METHODS: In this cross-sectional case series, the medical records of all children with infantile nystagmus and HH-OCT imaging at the Duke Eye Center from August 2016 to July 2021 were retrospectively reviewed. Children with anterior segment disorders or obvious retina/optic nerve structural pathology, bilateral ophthalmoplegia, or Down syndrome were excluded. Two masked pediatric ophthalmologists graded HH-OCT images for optic nerve head and macular abnormalities. A neuro-ophthalmologist reviewed clinical findings of each patient\'s presenting visit and recommended appropriate testing (MRI vs ERG), initially without, and again with HH-OCT image review.

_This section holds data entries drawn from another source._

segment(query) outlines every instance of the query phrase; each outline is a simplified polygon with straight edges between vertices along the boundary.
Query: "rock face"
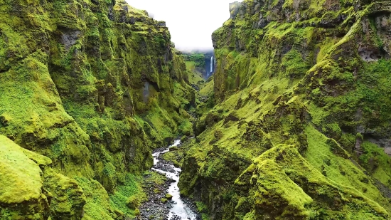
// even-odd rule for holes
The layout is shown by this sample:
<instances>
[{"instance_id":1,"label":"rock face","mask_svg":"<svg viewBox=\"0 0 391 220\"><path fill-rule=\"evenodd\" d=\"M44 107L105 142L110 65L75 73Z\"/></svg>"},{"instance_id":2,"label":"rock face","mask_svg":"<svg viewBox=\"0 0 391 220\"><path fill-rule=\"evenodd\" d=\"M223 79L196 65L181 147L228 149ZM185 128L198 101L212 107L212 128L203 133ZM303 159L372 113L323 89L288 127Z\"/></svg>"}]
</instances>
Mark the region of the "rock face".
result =
<instances>
[{"instance_id":1,"label":"rock face","mask_svg":"<svg viewBox=\"0 0 391 220\"><path fill-rule=\"evenodd\" d=\"M1 219L80 219L85 197L74 179L55 173L52 161L0 135Z\"/></svg>"},{"instance_id":2,"label":"rock face","mask_svg":"<svg viewBox=\"0 0 391 220\"><path fill-rule=\"evenodd\" d=\"M212 60L212 57L215 57L215 53L213 51L197 51L183 53L183 58L185 59L185 61L194 62L196 70L201 73L203 78L205 80L207 80L215 72L215 62L213 61L212 63L213 70L213 72L210 73L210 61Z\"/></svg>"},{"instance_id":3,"label":"rock face","mask_svg":"<svg viewBox=\"0 0 391 220\"><path fill-rule=\"evenodd\" d=\"M15 167L30 168L2 164L1 173L16 169L20 174L1 176L0 186L23 175L28 181L7 188L12 195L26 190L17 200L1 195L0 219L14 219L10 214L25 205L34 207L21 212L28 216L23 219L124 218L107 192L127 174L149 169L152 149L191 132L183 108L195 103L194 91L165 22L125 1L0 6L0 134L48 157L52 162L45 167L53 169L43 170L21 150ZM65 177L89 189L85 211L77 182Z\"/></svg>"},{"instance_id":4,"label":"rock face","mask_svg":"<svg viewBox=\"0 0 391 220\"><path fill-rule=\"evenodd\" d=\"M391 1L230 11L181 192L212 219L389 219Z\"/></svg>"}]
</instances>

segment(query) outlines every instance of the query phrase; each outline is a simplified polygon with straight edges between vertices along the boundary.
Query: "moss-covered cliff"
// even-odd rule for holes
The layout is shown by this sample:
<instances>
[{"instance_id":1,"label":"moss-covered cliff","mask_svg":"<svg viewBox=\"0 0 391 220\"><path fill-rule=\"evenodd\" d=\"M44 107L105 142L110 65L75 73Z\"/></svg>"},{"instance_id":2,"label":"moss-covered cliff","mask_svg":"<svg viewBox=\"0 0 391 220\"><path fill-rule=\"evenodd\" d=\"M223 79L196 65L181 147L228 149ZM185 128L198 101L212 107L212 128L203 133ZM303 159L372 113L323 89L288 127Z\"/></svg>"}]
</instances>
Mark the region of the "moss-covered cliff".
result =
<instances>
[{"instance_id":1,"label":"moss-covered cliff","mask_svg":"<svg viewBox=\"0 0 391 220\"><path fill-rule=\"evenodd\" d=\"M0 2L1 219L137 214L134 174L192 132L194 90L170 40L124 1Z\"/></svg>"},{"instance_id":2,"label":"moss-covered cliff","mask_svg":"<svg viewBox=\"0 0 391 220\"><path fill-rule=\"evenodd\" d=\"M391 1L230 10L181 192L212 219L390 219Z\"/></svg>"}]
</instances>

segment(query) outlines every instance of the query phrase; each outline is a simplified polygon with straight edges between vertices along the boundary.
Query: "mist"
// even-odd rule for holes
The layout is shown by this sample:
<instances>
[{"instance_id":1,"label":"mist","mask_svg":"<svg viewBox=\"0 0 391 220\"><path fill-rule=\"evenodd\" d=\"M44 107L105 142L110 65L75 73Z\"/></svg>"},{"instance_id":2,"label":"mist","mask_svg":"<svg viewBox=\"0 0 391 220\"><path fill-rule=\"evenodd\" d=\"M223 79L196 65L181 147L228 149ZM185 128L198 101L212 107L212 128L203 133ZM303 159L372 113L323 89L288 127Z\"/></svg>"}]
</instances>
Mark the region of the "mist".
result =
<instances>
[{"instance_id":1,"label":"mist","mask_svg":"<svg viewBox=\"0 0 391 220\"><path fill-rule=\"evenodd\" d=\"M127 0L146 10L158 21L165 21L176 48L183 51L213 49L212 33L230 18L229 3L235 0Z\"/></svg>"}]
</instances>

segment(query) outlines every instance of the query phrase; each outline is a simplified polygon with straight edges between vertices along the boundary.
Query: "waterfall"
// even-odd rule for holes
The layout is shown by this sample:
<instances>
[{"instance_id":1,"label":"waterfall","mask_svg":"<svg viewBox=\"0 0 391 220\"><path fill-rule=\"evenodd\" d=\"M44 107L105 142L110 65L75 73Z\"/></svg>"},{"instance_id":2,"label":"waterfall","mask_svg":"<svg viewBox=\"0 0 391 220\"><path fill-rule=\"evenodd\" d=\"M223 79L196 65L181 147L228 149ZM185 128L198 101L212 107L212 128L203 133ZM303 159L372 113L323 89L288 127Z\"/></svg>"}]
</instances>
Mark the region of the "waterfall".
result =
<instances>
[{"instance_id":1,"label":"waterfall","mask_svg":"<svg viewBox=\"0 0 391 220\"><path fill-rule=\"evenodd\" d=\"M213 60L213 56L212 56L212 57L210 58L210 72L209 73L210 74L212 74L212 73L213 73L214 63L215 63L215 61Z\"/></svg>"}]
</instances>

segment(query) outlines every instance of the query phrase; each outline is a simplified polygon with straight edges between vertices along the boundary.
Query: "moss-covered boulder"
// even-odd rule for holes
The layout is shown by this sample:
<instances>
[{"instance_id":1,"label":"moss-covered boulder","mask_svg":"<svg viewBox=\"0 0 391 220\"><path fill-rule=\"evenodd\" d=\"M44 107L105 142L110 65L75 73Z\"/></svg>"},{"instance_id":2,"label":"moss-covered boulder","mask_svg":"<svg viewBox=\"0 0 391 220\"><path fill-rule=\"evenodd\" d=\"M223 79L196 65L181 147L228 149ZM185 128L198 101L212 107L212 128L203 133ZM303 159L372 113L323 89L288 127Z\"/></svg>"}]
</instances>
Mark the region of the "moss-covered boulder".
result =
<instances>
[{"instance_id":1,"label":"moss-covered boulder","mask_svg":"<svg viewBox=\"0 0 391 220\"><path fill-rule=\"evenodd\" d=\"M181 192L212 219L390 219L390 6L231 4Z\"/></svg>"},{"instance_id":2,"label":"moss-covered boulder","mask_svg":"<svg viewBox=\"0 0 391 220\"><path fill-rule=\"evenodd\" d=\"M85 198L51 160L0 135L0 219L81 219Z\"/></svg>"}]
</instances>

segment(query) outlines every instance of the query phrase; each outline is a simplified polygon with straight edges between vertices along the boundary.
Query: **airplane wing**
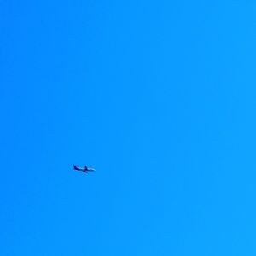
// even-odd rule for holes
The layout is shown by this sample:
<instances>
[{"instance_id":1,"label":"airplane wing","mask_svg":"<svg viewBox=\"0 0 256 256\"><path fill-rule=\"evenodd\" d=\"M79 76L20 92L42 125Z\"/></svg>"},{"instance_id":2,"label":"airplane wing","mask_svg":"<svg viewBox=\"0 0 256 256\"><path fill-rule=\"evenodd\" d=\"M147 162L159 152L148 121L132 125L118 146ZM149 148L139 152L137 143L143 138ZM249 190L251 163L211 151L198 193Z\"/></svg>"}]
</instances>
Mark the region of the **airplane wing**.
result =
<instances>
[{"instance_id":1,"label":"airplane wing","mask_svg":"<svg viewBox=\"0 0 256 256\"><path fill-rule=\"evenodd\" d=\"M76 166L75 165L73 165L73 169L76 170L76 171L83 171L81 168L79 168L78 166Z\"/></svg>"}]
</instances>

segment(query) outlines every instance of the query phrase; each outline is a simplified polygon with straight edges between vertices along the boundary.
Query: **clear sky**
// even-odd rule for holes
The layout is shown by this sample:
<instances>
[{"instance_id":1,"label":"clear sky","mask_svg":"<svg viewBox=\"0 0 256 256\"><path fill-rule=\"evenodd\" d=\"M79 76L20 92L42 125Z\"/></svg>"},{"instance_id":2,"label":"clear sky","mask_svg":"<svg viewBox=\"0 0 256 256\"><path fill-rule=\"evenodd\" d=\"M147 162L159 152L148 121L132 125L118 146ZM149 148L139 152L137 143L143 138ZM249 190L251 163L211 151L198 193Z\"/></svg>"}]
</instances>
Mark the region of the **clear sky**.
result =
<instances>
[{"instance_id":1,"label":"clear sky","mask_svg":"<svg viewBox=\"0 0 256 256\"><path fill-rule=\"evenodd\" d=\"M0 255L254 256L255 13L2 0Z\"/></svg>"}]
</instances>

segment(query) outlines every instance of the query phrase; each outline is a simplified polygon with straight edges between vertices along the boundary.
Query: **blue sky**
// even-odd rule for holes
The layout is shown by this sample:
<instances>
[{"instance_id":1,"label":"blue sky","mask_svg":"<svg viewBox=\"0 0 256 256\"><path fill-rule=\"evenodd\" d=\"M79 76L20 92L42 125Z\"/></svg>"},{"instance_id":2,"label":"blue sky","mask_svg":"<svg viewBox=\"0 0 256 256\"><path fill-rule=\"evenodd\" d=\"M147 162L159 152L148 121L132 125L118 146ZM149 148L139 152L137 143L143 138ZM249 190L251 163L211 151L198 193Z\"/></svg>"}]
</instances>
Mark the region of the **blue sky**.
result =
<instances>
[{"instance_id":1,"label":"blue sky","mask_svg":"<svg viewBox=\"0 0 256 256\"><path fill-rule=\"evenodd\" d=\"M255 11L1 1L0 254L255 255Z\"/></svg>"}]
</instances>

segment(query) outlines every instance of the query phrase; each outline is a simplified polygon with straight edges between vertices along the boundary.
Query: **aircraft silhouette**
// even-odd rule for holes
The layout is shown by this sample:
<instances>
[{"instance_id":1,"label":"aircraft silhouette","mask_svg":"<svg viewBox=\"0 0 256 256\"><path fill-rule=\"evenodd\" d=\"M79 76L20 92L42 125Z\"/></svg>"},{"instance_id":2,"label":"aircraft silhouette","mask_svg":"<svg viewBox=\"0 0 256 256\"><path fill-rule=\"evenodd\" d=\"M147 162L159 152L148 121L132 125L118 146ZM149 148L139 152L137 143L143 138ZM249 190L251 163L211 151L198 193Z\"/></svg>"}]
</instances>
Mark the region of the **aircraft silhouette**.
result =
<instances>
[{"instance_id":1,"label":"aircraft silhouette","mask_svg":"<svg viewBox=\"0 0 256 256\"><path fill-rule=\"evenodd\" d=\"M86 166L84 168L78 167L75 165L73 165L73 170L75 170L75 171L80 171L80 172L86 172L86 173L88 172L95 172L96 171L94 168L88 168Z\"/></svg>"}]
</instances>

RESULTS: A total of 39 cases were included, with mean presenting age of 1.3 years. Final diagnoses included retinal or foveal abnormalities (7), optic nerve pathology (13), idiopathic (10), or unknown (9). HH-OCT findings included optic nerve hypoplasia (1), optic nerve elevation (3), persistence of the inner layers at the fovea (9), thin ganglion cell layer (8), ellipsoid zone abnormality (3), and thin choroid (1). HH-OCT findings altered initial clinical-only management in 16 cases (41%), including avoiding MRI (5) and ERG (10) testing.
CONCLUSIONS: Our results suggest that HH-OCT has the potential to augment and streamline the evaluation of infantile nystagmus.
方法:在这个横截面案例系列中,我们对2016年8月至2021年7月在杜克大学眼科中心进行的所有婴儿眼球震颤和HH-OCT影像检查的病历进行了回顾性分析.儿童眼前段疾病或明显的视网膜/视神经结构病变,双侧眼肌麻痹,或唐氏综合征被排除。两名蒙面小儿眼科医生对视神经乳头和黄斑异常的HH-OCT图像进行分级。神经眼科医生回顾了每位患者就诊的临床发现,并推荐了适当的测试(MRI与ERG),最初没有,并再次行HH-OCT图像检讨。
结果:共39例,平均年龄为1.3岁。最终诊断包括视网膜或中央凹异常(7),视神经病理学(13),特发性(10),或未知(9)。HH-OCT检查结果包括视神经发育不全(1),视神经抬高(3),中央凹内层的持久性(9),薄神经节细胞层(8),椭球区异常(3),和细脉络膜(1)。HH-OCT结果改变了16例(41%)的初始临床治疗,包括避免MRI(5)和ERG(10)测试。
结论:我们的研究结果表明,HH-OCT具有增强和简化婴儿眼球震颤评估的潜力。